AMERICAN NUNS AND THE VATICAN: MORE PAIN THAN PROMISE

UNITED STATES
Religion Dispatches

BY MARY E. HUNT DECEMBER 18, 2014

The other shoe dropped on December 16, 2014 at a press conference announcing the “final report” on at least one phase of the long-simmering Vatican struggle with U.S. Catholic sisters.

It was not a red Prada slipper, and the devil is still in the details.

Despite herculean efforts to make nice, the 12-page report and its presentation reinforce the Roman Catholic Church’s patriarchal power paradigm. And although many have hailed the report as a sign of the Vatican’s warming toward women, I am not convinced.

Six Years of Scrutiny

The first shoe dropped in 2008 when Cardinal Franc Rodé announced an Apostolic Visitation of active women’s religious communities.
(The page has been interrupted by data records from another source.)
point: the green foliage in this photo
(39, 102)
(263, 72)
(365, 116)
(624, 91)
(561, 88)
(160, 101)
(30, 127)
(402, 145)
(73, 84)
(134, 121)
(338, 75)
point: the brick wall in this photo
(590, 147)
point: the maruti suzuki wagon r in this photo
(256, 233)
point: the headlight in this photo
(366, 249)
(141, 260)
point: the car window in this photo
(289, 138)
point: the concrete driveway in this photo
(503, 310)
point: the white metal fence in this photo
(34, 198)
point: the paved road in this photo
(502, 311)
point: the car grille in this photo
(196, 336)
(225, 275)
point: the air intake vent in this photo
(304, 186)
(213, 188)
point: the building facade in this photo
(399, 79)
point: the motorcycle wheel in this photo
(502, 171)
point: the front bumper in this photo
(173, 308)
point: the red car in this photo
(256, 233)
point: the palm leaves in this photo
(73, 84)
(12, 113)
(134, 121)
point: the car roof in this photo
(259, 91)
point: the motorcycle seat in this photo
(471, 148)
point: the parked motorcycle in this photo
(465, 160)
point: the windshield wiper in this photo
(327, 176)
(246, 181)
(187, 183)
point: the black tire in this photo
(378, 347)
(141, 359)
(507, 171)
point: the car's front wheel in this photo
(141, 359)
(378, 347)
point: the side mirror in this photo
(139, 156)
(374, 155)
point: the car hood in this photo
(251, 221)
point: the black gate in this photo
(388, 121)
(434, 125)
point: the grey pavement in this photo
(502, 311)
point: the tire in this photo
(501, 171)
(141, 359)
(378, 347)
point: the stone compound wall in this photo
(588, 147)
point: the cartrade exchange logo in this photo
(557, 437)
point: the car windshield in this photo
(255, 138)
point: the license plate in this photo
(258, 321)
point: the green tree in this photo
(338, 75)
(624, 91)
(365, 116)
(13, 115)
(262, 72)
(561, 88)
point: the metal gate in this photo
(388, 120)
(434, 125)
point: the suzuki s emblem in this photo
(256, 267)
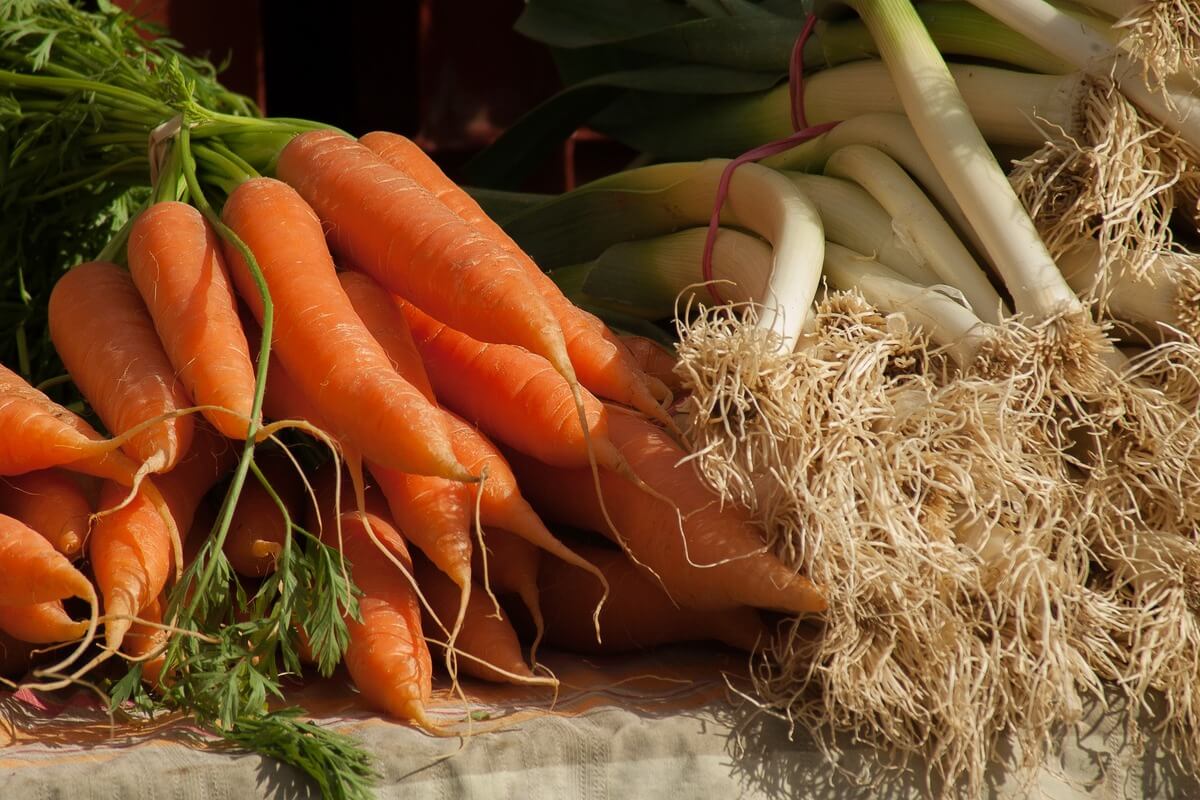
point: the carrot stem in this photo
(225, 516)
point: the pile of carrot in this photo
(467, 405)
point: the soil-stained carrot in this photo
(177, 265)
(35, 572)
(513, 395)
(328, 352)
(258, 528)
(131, 547)
(107, 341)
(387, 655)
(601, 362)
(513, 565)
(489, 642)
(707, 557)
(52, 503)
(391, 228)
(41, 623)
(639, 614)
(655, 361)
(36, 433)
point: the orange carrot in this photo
(513, 566)
(600, 360)
(282, 398)
(378, 312)
(501, 504)
(511, 394)
(36, 432)
(16, 656)
(655, 361)
(106, 338)
(489, 641)
(387, 655)
(323, 343)
(144, 637)
(639, 613)
(435, 513)
(35, 572)
(433, 516)
(707, 557)
(131, 547)
(177, 265)
(400, 234)
(52, 503)
(41, 623)
(258, 529)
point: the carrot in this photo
(501, 504)
(513, 566)
(400, 234)
(706, 557)
(435, 513)
(639, 615)
(131, 547)
(41, 623)
(52, 503)
(511, 394)
(323, 343)
(35, 572)
(378, 312)
(144, 637)
(36, 433)
(487, 639)
(16, 656)
(106, 338)
(387, 655)
(177, 265)
(258, 529)
(655, 361)
(600, 360)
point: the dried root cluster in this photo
(996, 542)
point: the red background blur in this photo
(450, 73)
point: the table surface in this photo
(655, 726)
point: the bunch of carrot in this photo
(359, 296)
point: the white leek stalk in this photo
(949, 324)
(652, 276)
(888, 133)
(1173, 104)
(1162, 300)
(951, 137)
(916, 220)
(853, 218)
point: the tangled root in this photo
(1156, 577)
(1119, 181)
(1165, 35)
(930, 506)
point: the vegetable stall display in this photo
(925, 476)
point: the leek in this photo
(1090, 52)
(916, 220)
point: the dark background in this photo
(449, 73)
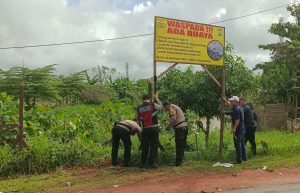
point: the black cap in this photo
(145, 97)
(166, 103)
(251, 106)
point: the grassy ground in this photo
(275, 149)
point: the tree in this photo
(70, 87)
(40, 83)
(283, 71)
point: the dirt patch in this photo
(203, 182)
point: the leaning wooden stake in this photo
(20, 138)
(222, 116)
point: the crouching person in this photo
(178, 123)
(122, 131)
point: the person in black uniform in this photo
(178, 123)
(146, 114)
(238, 129)
(122, 131)
(250, 124)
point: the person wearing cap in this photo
(146, 114)
(122, 131)
(178, 123)
(238, 128)
(250, 124)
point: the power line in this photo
(77, 42)
(136, 36)
(251, 14)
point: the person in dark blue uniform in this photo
(250, 124)
(146, 114)
(238, 129)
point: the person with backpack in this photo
(146, 114)
(122, 131)
(178, 123)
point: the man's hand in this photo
(155, 96)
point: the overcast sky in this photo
(33, 22)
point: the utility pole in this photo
(127, 70)
(280, 39)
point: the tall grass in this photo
(78, 135)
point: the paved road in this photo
(286, 188)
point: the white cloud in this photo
(42, 22)
(221, 12)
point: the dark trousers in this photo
(180, 140)
(239, 145)
(250, 136)
(117, 135)
(150, 140)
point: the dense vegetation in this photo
(68, 119)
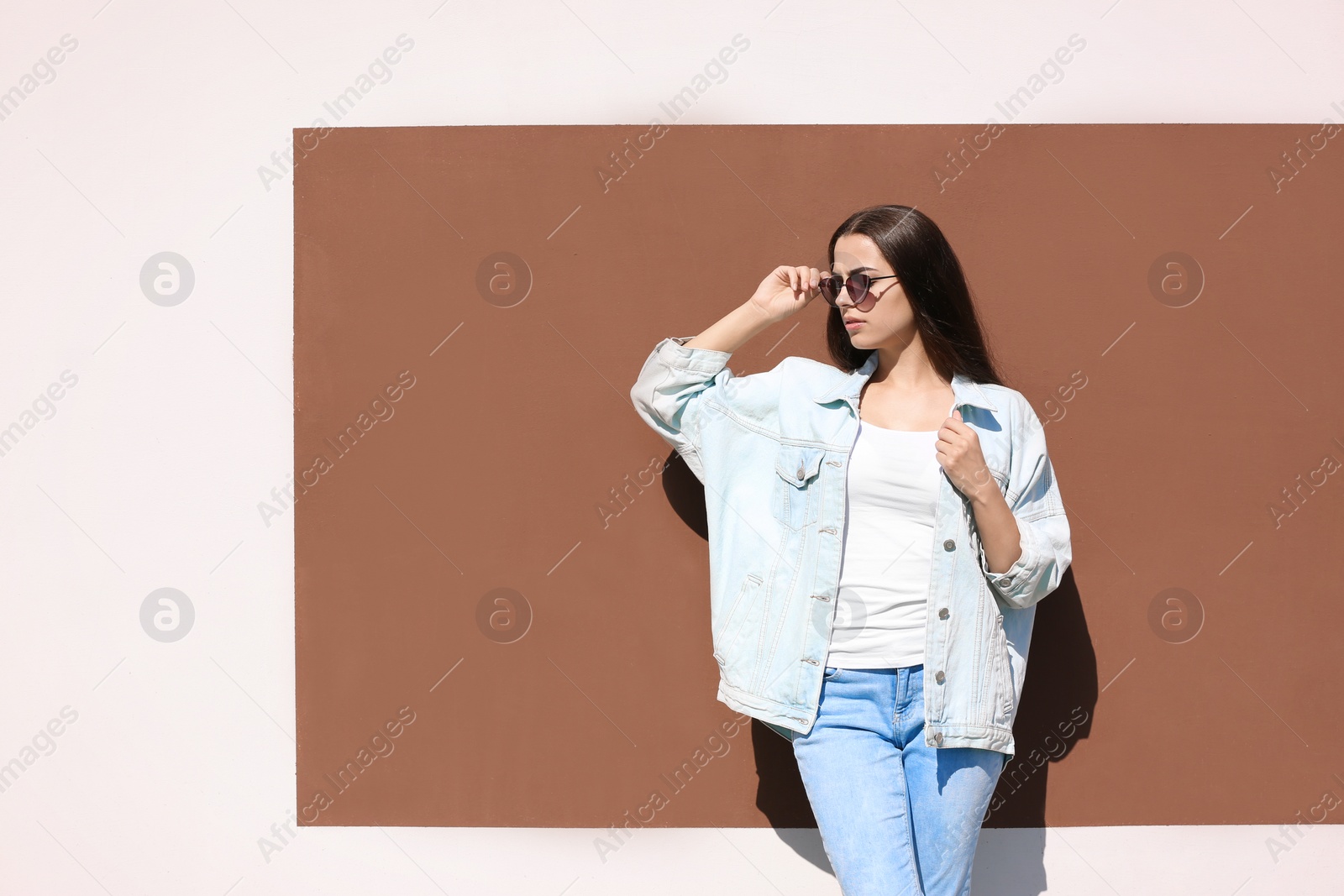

The goal of the inquiry—akin to a grand jury— was “to look into the quality of life of apostolic Congregations of women religious in the United States.”

The benign-sounding rhetoric was, to those in the know, an unmistakable signal of disapproval of how women religious were living increasingly self- and community-directed lives.

The Visitation was in no way experienced by the subjects or meant by the perpetrators “to convey the caring support of the Church in respectful, ‘sister-to-sister’ dialogue, as modeled in the Gospel account of the Visitation of Mary to her cousin Elizabeth” as one “eyebrow-raising paragraph” in the report asserted—this revisionist history is pure fantasy.